An organic material, like wool, cotton, nylon and polyester, FPF is flammable. It should be kept away from open flames and heat sources such as burning cigarettes, lighters, matches, space heaters or any other potential ignition source, because if ignited, FPF can burn rapidly. Since the 1960s, PFA members have been researching and improving the combustion characteristics of FPF cushion components to help reduce the ignition and combustion properties of furniture and mattresses.
Over many decades, PFA has helped lead the development of both private sector standards and government regulations governing the flammability of products containing FPF.
In February 2006, the U.S. Consumer Product Safety Commission (CPSC) approved a new standard that set mandatory national fire performance criteria for most mattresses. The PFA actively supported the new standard and worked with the CPSC, the International Sleep Products Association (ISPA), the Sleep Products Safety Council (SPSC) and other industry groups in its development. On July 1, 2007, the new Federal Open-Flame Mattress Standard (16 CFR Part 1633) took effect. Compliance is largely accomplished using fire barrier materials that limit the involvement of internal cushioning materials in mattress fires.
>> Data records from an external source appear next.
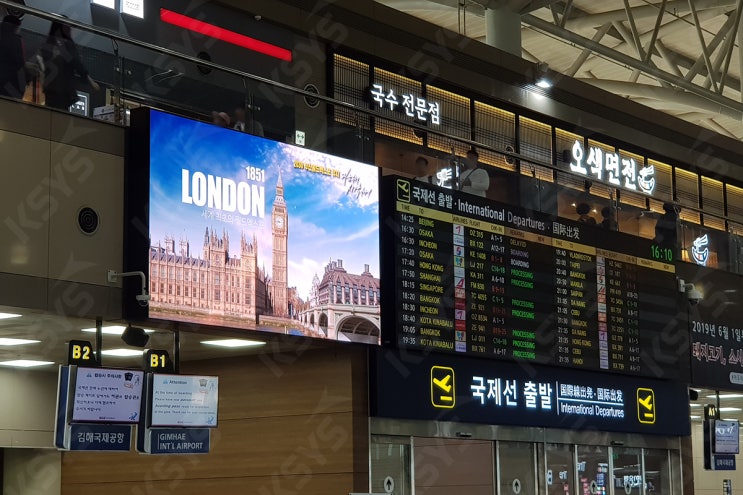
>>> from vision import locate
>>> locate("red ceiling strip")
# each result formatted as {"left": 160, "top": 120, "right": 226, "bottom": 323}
{"left": 160, "top": 8, "right": 292, "bottom": 62}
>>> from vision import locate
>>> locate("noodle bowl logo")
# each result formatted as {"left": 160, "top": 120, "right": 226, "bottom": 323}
{"left": 638, "top": 165, "right": 655, "bottom": 194}
{"left": 691, "top": 234, "right": 710, "bottom": 266}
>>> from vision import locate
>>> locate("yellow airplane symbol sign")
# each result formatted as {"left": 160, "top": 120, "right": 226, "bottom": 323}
{"left": 637, "top": 388, "right": 656, "bottom": 424}
{"left": 396, "top": 179, "right": 411, "bottom": 202}
{"left": 431, "top": 366, "right": 455, "bottom": 408}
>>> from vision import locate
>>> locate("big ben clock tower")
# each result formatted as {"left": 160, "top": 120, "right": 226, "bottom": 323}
{"left": 271, "top": 172, "right": 288, "bottom": 316}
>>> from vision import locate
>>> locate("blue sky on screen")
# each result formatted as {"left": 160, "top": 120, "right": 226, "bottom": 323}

In 2013, the California Bureau of Household Goods and Services (BHGS) approved a new version of California Technical Bulletin 117. The revised CA TB-117-2013 responds to concerns that the earlier standard drove increased use of flame retardants (FR) chemicals in foam and furniture. PFA again worked closely with the Bureau, plus other stakeholders, including the American Home Furnishings Alliance (AHFA), to develop the updated standard. TB-117-2013 focuses on ignition of furniture by smoldering sources such as cigarettes, which account for approximately 90% of furniture fires.
The National Fire Protection Association (NFPA), ASTM, and the model building code authorities have also considered standards for the flammability performance of upholstered furniture. Commercial interests that stand to benefit from changes in furniture construction and testing requirements have proposed an array of measures that would add cost and complexity to the production of furniture and its components. Proposals frequently urge resistance to open flame sources such as burning curtains or fires that are intentionally set. Compared with federal and state regulators, standards bodies are less apt to consider economic and performance burdens such changes would impose upon furniture makers and consumers. PFA and its industry and public interest allies actively engage in standards development to ensure that unjustified flammability requirements such as this are avoided.
Motor Vehicles and Aircraft
In North America, FPF used in motor vehicle applications must meet the Federal Motor Vehicle Safety Standard MVSS-302, which is administered by the U.S. Department of Transportation. This regulation, which applies to both slabstock and molded foam, typically requires FR treatment of the foam. Aircraft seating is regulated by the Department of Transportation under Federal Aviation Regulation Section 25.853(a) and FAR 25.853(c) Appendix F. This standard is met through a combination of FR treatment and fire-blocking barrier materials. Click here for more information on flammability standards for foam used in motor vehicles and aircraft.
Be Proactive On Fire Prevention
PFA is a partner of the United States Fire Administration and NFPA. We suggest you take advantage of downloadable education materials to be proactive on fire prevention within your company and your community:
Less than 75% of American families have an escape plan in case of fire. Fewer than half of those families with plans have ever practiced it. Help your family, employees and neighbors plan ahead. Everyone needs to know what to do and where to go in case of fire. Please download and distribute this important escape planning reminder.
Smoking and Home Fires
Every year, almost 1,000 smokers and non-smokers are killed in home fires caused by cigarettes and other smoking materials. The U.S. Fire Administration is working to help prevent home fire deaths and injuries caused by smoking materials. Fires caused by cigarettes and other smoking materials are preventable.
Install. Inspect. Protect.
The Install. Inspect. Protect. Campaign is part of the U.S. Fire Administration’s effort to reduce fire deaths and injuries across the nation by urging residents to install smoke alarms in their homes and inspect and maintain them on a regular basis. Working smoke alarms and sprinklers save lives.